Deep learning based object recognition in multispectral satellite imagery for real-time applications

In this repository we share an accurate and high-speed U-net architecture that is able to conduct a semantic segmentation operation for object recognition in multispectral satellite imagery. We utilize specific problem: “light-vehicle recognition in satellite imagery”. “Light-vehicle” object recognition requires the highest precision (due to a small object size of ~120 pixels only) as well as the model’s ability to generalize across dispersed scenes. The solution could be applicable to larger objects (e.g., aircrafts, trucks, ships, buildings) and generalizable across other satellite imagery datasets. We show that our U-net architecture exceeds human-level performance with state-of-the-art 97.67% accuracy over multiple sensors, it is able to generalize across dispersed scenery and outperforms other proposed methods to date. Its computationally light architecture delivers a fivefold improvement in training time and a rapid prediction, essential to real-time applications.

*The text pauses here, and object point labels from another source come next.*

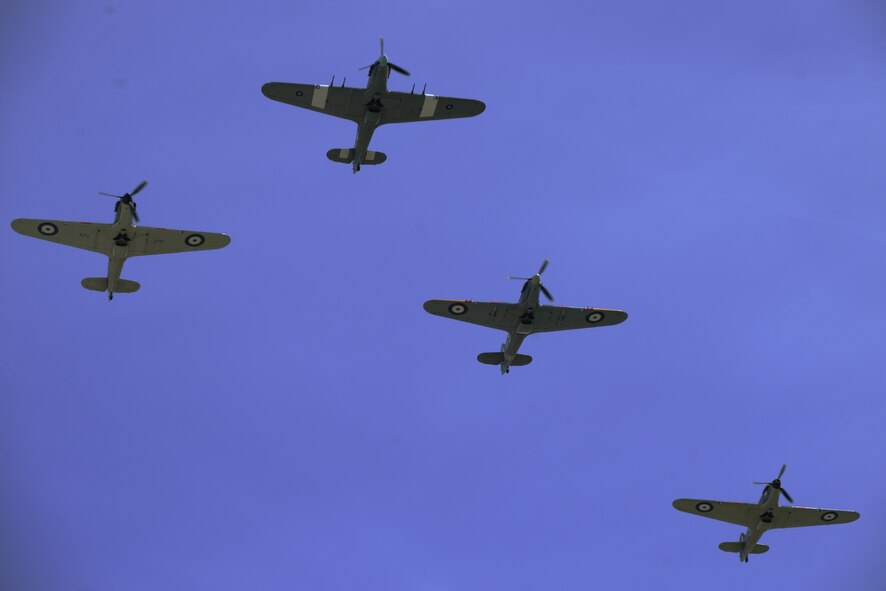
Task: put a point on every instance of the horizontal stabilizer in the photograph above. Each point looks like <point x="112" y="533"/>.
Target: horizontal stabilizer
<point x="498" y="358"/>
<point x="126" y="286"/>
<point x="101" y="284"/>
<point x="346" y="156"/>
<point x="736" y="547"/>
<point x="95" y="283"/>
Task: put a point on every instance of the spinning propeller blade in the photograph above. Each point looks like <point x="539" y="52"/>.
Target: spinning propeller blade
<point x="127" y="198"/>
<point x="541" y="286"/>
<point x="776" y="484"/>
<point x="398" y="69"/>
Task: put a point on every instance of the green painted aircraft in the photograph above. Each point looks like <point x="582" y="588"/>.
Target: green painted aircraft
<point x="370" y="107"/>
<point x="119" y="241"/>
<point x="520" y="320"/>
<point x="759" y="518"/>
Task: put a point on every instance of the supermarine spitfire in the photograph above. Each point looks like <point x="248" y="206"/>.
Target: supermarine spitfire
<point x="520" y="320"/>
<point x="119" y="241"/>
<point x="370" y="107"/>
<point x="759" y="518"/>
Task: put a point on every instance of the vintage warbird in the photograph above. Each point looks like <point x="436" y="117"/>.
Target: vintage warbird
<point x="119" y="241"/>
<point x="766" y="514"/>
<point x="520" y="320"/>
<point x="370" y="107"/>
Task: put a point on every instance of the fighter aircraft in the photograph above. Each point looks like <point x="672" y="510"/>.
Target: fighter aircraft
<point x="763" y="516"/>
<point x="520" y="320"/>
<point x="119" y="241"/>
<point x="370" y="107"/>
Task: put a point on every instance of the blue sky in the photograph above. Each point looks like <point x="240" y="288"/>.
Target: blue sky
<point x="282" y="414"/>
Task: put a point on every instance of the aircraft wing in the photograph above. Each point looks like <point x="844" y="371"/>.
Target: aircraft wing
<point x="506" y="316"/>
<point x="403" y="107"/>
<point x="492" y="314"/>
<point x="94" y="237"/>
<point x="147" y="240"/>
<point x="807" y="516"/>
<point x="746" y="514"/>
<point x="553" y="318"/>
<point x="345" y="102"/>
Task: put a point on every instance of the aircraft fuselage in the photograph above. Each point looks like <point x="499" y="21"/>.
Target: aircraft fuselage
<point x="376" y="89"/>
<point x="528" y="303"/>
<point x="767" y="504"/>
<point x="123" y="230"/>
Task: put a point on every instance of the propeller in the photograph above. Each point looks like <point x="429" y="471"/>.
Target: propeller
<point x="395" y="67"/>
<point x="776" y="484"/>
<point x="541" y="286"/>
<point x="127" y="197"/>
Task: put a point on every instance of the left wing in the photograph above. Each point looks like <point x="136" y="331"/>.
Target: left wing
<point x="492" y="314"/>
<point x="147" y="240"/>
<point x="402" y="107"/>
<point x="94" y="237"/>
<point x="746" y="514"/>
<point x="345" y="102"/>
<point x="507" y="316"/>
<point x="808" y="516"/>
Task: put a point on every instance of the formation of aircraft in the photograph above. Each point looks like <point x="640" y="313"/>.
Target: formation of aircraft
<point x="370" y="107"/>
<point x="762" y="516"/>
<point x="119" y="240"/>
<point x="523" y="318"/>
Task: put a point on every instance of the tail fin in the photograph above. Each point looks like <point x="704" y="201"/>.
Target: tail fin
<point x="346" y="156"/>
<point x="498" y="358"/>
<point x="737" y="547"/>
<point x="101" y="284"/>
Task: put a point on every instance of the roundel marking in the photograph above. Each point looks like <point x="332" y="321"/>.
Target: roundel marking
<point x="195" y="240"/>
<point x="595" y="317"/>
<point x="458" y="309"/>
<point x="47" y="229"/>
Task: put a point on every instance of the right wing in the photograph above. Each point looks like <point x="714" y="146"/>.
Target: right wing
<point x="147" y="240"/>
<point x="492" y="314"/>
<point x="746" y="514"/>
<point x="809" y="516"/>
<point x="94" y="237"/>
<point x="345" y="102"/>
<point x="403" y="107"/>
<point x="552" y="318"/>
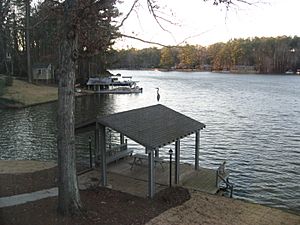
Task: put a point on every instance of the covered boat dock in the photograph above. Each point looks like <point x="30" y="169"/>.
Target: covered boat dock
<point x="152" y="127"/>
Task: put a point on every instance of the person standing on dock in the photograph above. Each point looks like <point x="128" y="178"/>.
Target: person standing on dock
<point x="158" y="95"/>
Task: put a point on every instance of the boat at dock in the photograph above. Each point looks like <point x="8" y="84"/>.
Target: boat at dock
<point x="112" y="85"/>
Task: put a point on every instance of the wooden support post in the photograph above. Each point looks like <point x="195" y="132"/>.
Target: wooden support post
<point x="103" y="154"/>
<point x="197" y="143"/>
<point x="151" y="173"/>
<point x="97" y="143"/>
<point x="177" y="160"/>
<point x="121" y="139"/>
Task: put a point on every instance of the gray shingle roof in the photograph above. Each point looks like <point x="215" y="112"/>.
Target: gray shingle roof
<point x="153" y="126"/>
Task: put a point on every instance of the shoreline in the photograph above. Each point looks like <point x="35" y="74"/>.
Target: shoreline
<point x="23" y="94"/>
<point x="202" y="208"/>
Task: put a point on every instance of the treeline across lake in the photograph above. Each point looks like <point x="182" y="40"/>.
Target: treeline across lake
<point x="260" y="55"/>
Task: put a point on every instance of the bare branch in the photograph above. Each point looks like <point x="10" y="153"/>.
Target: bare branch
<point x="128" y="14"/>
<point x="145" y="41"/>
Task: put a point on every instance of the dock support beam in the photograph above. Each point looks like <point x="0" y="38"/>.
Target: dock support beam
<point x="103" y="154"/>
<point x="121" y="139"/>
<point x="97" y="143"/>
<point x="177" y="160"/>
<point x="156" y="153"/>
<point x="197" y="144"/>
<point x="151" y="173"/>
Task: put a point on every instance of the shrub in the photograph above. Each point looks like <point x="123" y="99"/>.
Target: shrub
<point x="9" y="81"/>
<point x="2" y="85"/>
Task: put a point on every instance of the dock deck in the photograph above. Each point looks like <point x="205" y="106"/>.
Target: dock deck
<point x="134" y="180"/>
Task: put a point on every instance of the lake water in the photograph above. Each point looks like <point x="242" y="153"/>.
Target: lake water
<point x="252" y="122"/>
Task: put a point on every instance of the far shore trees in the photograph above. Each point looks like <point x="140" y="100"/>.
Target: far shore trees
<point x="78" y="17"/>
<point x="264" y="55"/>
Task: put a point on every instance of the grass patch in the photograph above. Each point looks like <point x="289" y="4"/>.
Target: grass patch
<point x="29" y="94"/>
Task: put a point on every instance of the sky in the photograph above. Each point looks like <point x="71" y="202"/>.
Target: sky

Train_notebook.ipynb - contains jupyter notebook code for model training.

make_image_coords.py - file for pre-processing image coordinates

Dataset

The dataset used in these experiments was created from an open-source raw satellite imagery database SpaceNet with high-resolution imagery taken by DigitalGlobe WorldView-3 satellite. A total of 125 high resolution (30cm per pixel) RGB-PanSharpen geotiffs satellite images equivalent to 50 km2 AOI of Paris, Shanghai, Las Vegas, and Khartoum were used for this dataset.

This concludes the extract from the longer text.